The Mitsui & Co. Environment Fund

Introduction to Grant Projects

Sea Turtle Association of Japan

Establishing a network of divers to share information on sea turtles near Japan's coasts

Activity grant

Project Description

In a two-year project funded by the Mitsui & Co. Environment Fund from 2005, it was confirmed that areas close to Japan's coasts were important feeding sites for endangered green sea turtles. However, recently the algae that they feed on at these locations is disappearing due to factors such as sea desertification. In order to conserve these algae sites and the turtles that feed on them, this project aims to get divers across the Japan to take photos of sea turtle species, use these to identify the distribution of sea turtle habitats and feeding grounds, and create proposals for sustainable conservation methods. As well as publicly sharing information on the sea turtles and their habitats on the association's website, it will also make presentations at academic events.
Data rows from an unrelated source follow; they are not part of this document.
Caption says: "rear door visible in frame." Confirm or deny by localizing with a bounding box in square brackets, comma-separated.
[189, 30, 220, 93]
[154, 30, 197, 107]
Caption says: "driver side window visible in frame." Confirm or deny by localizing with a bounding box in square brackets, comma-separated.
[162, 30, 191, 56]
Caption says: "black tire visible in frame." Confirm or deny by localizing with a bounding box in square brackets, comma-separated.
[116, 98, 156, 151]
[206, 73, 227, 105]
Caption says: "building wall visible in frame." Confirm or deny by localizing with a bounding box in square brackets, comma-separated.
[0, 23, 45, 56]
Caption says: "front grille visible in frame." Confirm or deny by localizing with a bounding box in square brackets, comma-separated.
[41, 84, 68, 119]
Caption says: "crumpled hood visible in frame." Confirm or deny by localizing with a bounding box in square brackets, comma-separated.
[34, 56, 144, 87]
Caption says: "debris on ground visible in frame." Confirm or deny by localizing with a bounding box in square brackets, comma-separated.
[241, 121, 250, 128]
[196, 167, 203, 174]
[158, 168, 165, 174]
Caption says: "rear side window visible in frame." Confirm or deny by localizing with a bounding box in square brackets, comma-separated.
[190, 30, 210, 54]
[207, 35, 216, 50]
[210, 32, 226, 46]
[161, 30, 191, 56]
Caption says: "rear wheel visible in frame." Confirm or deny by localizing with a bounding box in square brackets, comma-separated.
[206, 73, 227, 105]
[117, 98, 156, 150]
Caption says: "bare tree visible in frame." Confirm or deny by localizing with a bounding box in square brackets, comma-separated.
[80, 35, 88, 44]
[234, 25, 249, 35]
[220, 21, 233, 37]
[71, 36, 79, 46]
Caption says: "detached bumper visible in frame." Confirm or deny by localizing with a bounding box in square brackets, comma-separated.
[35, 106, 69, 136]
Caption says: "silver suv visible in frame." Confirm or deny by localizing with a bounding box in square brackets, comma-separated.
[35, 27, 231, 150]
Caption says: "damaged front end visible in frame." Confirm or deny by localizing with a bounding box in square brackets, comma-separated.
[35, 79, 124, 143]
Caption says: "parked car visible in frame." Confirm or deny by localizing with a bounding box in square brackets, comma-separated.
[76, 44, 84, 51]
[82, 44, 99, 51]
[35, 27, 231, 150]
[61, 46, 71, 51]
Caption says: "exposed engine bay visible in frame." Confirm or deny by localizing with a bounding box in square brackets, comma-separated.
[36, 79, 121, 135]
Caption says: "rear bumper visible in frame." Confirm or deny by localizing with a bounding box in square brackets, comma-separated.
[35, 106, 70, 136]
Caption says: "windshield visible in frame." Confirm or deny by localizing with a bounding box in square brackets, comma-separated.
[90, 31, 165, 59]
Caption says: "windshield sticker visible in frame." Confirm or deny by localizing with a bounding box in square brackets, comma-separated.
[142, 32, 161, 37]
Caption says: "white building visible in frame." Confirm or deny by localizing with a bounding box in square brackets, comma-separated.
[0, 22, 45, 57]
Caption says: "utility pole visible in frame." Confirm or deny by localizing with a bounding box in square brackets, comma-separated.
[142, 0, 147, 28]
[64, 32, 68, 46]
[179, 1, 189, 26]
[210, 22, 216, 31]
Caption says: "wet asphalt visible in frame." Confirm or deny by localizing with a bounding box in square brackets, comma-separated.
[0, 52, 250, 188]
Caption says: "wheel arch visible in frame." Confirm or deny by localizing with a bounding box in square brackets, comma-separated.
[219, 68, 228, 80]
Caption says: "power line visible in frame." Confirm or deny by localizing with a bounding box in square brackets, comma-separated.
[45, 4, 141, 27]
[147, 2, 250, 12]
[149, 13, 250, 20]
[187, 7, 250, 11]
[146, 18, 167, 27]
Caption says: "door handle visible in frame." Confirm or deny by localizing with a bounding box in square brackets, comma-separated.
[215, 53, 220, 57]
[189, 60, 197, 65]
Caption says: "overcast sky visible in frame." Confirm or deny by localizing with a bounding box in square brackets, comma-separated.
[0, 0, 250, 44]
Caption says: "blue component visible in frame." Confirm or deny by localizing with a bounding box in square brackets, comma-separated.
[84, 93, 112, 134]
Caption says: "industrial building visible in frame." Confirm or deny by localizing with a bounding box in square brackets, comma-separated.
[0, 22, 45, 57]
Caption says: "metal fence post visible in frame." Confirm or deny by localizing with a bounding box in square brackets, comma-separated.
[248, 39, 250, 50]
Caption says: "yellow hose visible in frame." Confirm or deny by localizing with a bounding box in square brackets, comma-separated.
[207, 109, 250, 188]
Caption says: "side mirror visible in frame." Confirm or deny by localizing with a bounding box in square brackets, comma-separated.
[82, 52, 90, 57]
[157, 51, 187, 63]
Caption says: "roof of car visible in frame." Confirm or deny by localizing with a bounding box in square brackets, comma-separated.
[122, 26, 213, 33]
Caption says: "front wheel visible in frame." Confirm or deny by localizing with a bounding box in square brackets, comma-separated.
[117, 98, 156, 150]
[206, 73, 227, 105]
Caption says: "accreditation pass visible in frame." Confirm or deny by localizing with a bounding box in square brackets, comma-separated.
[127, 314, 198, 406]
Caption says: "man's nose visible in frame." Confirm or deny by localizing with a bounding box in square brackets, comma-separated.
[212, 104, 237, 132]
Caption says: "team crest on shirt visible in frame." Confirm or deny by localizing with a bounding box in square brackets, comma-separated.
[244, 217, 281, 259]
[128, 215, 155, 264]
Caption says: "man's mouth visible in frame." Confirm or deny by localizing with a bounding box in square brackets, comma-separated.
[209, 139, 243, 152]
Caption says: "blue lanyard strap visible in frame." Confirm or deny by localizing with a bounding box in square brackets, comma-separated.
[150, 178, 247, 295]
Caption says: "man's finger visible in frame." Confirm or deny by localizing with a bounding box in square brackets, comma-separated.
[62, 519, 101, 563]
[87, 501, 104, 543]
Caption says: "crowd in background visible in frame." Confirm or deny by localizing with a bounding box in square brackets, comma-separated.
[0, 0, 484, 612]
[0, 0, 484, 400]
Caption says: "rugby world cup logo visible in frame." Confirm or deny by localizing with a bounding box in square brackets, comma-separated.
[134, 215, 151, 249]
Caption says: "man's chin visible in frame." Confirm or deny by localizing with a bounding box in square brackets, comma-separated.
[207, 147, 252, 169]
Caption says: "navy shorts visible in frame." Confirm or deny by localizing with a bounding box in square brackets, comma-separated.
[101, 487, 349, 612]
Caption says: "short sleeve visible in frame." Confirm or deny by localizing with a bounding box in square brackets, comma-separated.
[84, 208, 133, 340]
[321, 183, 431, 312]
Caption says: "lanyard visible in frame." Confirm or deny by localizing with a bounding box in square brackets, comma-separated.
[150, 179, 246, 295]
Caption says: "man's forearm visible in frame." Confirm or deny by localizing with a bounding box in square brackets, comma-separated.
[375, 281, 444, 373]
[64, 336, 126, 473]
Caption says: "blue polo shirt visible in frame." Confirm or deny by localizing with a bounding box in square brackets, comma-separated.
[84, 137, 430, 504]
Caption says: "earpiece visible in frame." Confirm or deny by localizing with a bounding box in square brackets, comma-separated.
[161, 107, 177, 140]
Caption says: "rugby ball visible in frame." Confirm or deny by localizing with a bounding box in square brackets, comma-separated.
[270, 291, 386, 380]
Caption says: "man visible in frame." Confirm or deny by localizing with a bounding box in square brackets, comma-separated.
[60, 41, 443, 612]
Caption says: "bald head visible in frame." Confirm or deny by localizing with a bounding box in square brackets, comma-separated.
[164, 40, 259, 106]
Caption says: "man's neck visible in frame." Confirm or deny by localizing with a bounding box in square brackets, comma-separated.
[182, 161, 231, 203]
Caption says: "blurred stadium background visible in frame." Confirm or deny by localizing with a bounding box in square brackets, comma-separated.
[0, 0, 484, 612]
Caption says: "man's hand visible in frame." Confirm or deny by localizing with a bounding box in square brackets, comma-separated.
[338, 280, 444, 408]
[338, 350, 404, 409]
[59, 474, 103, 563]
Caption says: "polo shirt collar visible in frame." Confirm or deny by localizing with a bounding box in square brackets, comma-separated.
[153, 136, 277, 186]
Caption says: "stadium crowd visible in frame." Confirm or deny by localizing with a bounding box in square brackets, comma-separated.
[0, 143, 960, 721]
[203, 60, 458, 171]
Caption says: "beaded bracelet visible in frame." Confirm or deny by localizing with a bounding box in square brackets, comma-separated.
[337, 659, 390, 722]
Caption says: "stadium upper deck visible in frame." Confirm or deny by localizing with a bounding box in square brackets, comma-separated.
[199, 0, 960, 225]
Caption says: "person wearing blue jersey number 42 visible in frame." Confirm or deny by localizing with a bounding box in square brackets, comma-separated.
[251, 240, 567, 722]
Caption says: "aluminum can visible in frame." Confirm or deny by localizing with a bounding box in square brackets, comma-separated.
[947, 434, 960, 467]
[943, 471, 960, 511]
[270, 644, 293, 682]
Prizes will also be presented to photographs taken by regular people that have significant artistic or academic value.

Grant year
FY2007 Activity Grants
Grant term
2 years
April 2008 - March 2010
Grant amount
9,600,000 yen
Activity region
Coastlines across Japan
Algae at a green sea turtle feeding site

Overview of the Organization

Naoki Kamezaki, Chairman
Naoki Kamezaki, Chairman
Establishment purpose
Established to act as the central point of a network of organizations and individuals engaged in the conservation of sea turtles and the marine environment.
Main areas of activity
Hirakata, Osaka (HQ, public relations, information management); Cape Muroto, Kochi Prefecture (research); Kasasa, Kagoshima Prefecture (research); Kuroshima, Okinawa (research, education)
7 full-time staff members, 5 part-time staff members, and 52 full members
Annual operating budget
79.11 million yen in 2005, 58.94 million yen in 2006, 50.86 million yen in 2007
WEB site
Recent activities
This year the Sea Turtle Association of Japan has shared information with associated individuals through 19 academic events and the publication of a journal, and has worked to nurture and develop research and conservation activities regarding sea turtles. Specific acheivements include an investigation into the number of times sea turtle species across Japan laid eggs through which a sudden decline over recent years was revealed, a project involving a unified marking system across the country for clarifying migration routes of loggerhead sea turtles after egg-laying, identifying where turtles were being washed ashore by building a stranding network relying on public participation, and publishing various books and materials. It is also working to increase environmental awareness among youth through lectures and the like.